Aleri has applied high-speed vector processing to the problem of data analysis.  This allows Aleri customers to work with real time transaction processing data and get a continuously updated picture of their business.

One common method of data analysis is to build a data cube and to then do analysis by sending queries against the cube’s tables.  It might help to think of Aleri as a virtual n-dimensional cube.  In fact, Aleri doesn’t need to take the time and resources to build the cube (many high volume applications require building many data cubes); it simply analyzes the vectors (columns or rows) of an n-dimensional cube of any size that it would need to create to answer a particular query.  The virtual cube is built on-the-fly, in real time.

This avoids segmenting data and fragmenting it as well as wondering whether all of the data is current and up-to-date.  In the Aleri version of data analysis there is no data except current data.

The single meta engine can be pointed at multiple data sources and it will map the data and build a relational-seeming data model and write the data into Aleri’s data base.  The data is accessed via SQL or Aleri’s own VCL (vector command language). 

 

Once you have created a query, it can be updated with realtime data or drilled down (in other words, details of the information can be computed in real time as if it were a cube).

Aleri is 2.5 years old and it thinks it’s ready to go up the ramp and find its market.  With U.S. offices in New York and Chicago and development and sales in St.
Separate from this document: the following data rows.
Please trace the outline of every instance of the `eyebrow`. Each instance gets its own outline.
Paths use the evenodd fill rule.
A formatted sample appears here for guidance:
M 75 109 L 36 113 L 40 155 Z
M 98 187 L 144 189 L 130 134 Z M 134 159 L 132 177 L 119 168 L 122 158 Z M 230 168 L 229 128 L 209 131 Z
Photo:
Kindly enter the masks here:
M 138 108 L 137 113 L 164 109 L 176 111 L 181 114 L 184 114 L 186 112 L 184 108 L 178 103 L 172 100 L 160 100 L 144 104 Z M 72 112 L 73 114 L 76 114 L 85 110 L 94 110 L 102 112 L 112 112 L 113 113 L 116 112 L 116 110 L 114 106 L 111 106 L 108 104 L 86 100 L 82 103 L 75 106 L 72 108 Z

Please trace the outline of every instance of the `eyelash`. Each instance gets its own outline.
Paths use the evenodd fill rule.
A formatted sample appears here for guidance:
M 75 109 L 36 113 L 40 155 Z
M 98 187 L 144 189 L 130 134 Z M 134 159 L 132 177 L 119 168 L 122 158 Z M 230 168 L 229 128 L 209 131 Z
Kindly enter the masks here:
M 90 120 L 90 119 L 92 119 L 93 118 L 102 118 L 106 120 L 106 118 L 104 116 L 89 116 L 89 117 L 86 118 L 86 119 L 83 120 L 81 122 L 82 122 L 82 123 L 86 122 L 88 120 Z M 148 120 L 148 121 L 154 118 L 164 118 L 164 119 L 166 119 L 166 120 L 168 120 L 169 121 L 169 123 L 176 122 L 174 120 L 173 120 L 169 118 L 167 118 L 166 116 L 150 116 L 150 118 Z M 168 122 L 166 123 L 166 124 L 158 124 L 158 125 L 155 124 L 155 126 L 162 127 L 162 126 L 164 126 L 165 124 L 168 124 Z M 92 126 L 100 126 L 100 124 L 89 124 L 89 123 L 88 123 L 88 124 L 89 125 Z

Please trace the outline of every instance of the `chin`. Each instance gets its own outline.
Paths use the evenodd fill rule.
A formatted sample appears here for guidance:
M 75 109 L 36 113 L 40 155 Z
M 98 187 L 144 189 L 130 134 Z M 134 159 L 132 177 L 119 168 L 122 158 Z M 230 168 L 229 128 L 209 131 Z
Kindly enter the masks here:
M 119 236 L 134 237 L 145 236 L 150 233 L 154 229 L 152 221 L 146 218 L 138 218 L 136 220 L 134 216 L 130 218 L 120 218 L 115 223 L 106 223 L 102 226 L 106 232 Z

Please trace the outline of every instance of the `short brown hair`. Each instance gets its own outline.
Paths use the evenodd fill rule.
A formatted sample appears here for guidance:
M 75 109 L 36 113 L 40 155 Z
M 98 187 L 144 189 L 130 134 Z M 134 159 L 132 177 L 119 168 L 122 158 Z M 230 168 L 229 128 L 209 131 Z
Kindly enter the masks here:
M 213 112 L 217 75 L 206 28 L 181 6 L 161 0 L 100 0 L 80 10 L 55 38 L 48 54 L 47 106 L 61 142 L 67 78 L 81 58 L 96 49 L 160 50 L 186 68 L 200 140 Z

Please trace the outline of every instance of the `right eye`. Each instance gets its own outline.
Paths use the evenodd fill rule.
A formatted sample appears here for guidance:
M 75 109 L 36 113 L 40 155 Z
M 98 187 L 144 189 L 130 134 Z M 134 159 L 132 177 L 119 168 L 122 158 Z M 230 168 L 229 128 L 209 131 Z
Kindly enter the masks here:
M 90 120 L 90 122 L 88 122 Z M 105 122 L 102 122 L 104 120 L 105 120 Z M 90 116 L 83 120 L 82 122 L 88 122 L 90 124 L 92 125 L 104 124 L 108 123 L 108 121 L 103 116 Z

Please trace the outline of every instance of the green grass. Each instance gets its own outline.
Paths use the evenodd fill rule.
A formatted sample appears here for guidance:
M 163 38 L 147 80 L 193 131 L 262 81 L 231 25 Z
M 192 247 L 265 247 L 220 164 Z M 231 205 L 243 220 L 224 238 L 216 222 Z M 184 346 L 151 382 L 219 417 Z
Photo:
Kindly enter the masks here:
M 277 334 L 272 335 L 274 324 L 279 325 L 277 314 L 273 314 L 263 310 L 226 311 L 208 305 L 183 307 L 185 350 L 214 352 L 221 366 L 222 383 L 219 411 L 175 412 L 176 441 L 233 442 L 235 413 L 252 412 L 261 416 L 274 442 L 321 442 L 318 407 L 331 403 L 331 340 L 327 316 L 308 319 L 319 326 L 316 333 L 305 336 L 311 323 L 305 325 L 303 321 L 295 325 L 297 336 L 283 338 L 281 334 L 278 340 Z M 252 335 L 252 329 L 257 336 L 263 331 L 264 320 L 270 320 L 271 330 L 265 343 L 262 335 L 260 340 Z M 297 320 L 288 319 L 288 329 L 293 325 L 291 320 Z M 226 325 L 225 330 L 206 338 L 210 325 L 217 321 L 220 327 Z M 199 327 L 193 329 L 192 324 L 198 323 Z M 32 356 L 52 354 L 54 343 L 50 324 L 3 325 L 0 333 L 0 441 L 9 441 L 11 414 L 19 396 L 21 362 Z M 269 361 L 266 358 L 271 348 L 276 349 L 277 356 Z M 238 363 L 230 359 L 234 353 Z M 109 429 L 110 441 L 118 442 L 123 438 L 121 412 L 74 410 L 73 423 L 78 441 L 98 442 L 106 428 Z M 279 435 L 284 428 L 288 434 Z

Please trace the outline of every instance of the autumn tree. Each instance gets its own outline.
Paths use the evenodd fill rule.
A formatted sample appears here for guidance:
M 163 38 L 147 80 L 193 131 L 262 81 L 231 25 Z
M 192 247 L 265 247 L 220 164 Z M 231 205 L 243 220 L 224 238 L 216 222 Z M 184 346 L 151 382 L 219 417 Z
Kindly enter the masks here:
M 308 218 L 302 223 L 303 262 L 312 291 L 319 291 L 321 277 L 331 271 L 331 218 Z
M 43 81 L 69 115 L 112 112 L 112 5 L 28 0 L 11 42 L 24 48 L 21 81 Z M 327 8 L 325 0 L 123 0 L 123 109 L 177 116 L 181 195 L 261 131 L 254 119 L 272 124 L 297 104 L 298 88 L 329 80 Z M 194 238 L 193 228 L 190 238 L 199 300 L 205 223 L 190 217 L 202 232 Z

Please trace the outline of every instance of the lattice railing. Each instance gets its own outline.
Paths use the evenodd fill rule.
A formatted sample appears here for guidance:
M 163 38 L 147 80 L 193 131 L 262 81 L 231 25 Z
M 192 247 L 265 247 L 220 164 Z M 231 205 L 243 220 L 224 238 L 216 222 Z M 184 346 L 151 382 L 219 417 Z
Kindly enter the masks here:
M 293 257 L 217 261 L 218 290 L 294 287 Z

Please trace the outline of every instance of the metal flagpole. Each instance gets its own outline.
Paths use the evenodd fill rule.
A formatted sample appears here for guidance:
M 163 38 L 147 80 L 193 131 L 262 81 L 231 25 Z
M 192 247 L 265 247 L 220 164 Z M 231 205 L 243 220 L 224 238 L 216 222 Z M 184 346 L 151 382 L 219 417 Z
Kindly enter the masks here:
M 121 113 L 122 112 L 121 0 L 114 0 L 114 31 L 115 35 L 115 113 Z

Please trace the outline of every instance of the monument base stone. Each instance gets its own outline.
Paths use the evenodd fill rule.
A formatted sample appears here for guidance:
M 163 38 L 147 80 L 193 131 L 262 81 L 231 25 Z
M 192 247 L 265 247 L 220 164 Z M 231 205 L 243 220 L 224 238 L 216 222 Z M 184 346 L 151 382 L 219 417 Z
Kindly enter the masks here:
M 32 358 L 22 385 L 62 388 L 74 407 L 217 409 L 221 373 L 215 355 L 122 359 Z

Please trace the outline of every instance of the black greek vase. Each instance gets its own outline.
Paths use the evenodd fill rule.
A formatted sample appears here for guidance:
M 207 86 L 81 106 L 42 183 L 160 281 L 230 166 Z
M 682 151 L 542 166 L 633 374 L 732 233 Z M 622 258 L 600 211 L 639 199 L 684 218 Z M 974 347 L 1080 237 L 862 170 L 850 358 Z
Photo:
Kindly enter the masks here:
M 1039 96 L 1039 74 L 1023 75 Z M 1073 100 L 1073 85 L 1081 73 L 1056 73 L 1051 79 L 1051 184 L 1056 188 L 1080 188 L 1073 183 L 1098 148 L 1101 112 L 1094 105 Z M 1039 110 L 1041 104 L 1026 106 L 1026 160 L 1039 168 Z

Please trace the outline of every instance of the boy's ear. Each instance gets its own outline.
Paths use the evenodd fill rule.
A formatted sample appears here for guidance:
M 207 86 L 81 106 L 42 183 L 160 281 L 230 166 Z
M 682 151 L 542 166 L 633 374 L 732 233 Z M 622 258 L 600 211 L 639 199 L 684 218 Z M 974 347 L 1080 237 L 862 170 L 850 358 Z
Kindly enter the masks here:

Petersburg and Western Europe, Aleri is looking for $30 million in revenue in 2002.  It expects to announce its first partnership deals shortly.

With the interest in data analysis – and all that data piling up – we suspect there will be interested customers eager to see if a real time solution has finally arrived.

InfoTame

Aleri is not the only Russian-developed data analysis software we’ve seen in recent months.  A somewhat more mature product is InfoTame, with more than 20 installed customers in its native Russia (including TV stations, government bodies, and oil companies).

The InfoTame product examines very large text data bases and develops “information portraits” to help users understand both their content and the hidden relationships which these document repositories may contain.  This analysis can be done without relation to the language in which the documents are written.

InfoTame can offer text summaries, access to the text in context, or graphical depictions of the patterns it has discerned. 

Recently, the California-based company booked its first US order, from a major law firm.  They will use InfoTame to discover links and associations buried within large volumes (~50 Gbytes, over 10 million pages) of text data. InfoTame’s text-analysis software uncovers relationships between objects that one is not aware of, and therefore one cannot use a common search engine.  In a day and a half of a preliminary sample-data analysis, InfoTame was able to extract over 52,000 text files and uncover many useful links from only 7% of the total data available. It would take around 100 days just to load these files manually into a database, without considering any subsequent analyses.

Wohl Associates wrote a White Paper about InfoTame’s technology and its business benefits which you can find at http://www.infotamecorp.com/InfoTame_White_Paper_by_Amy_Wohl.pdf.  (In the interests of full disclosure, we need to report that this results in Wohl Associates receiving a small and illiquid financial interest in the firm.)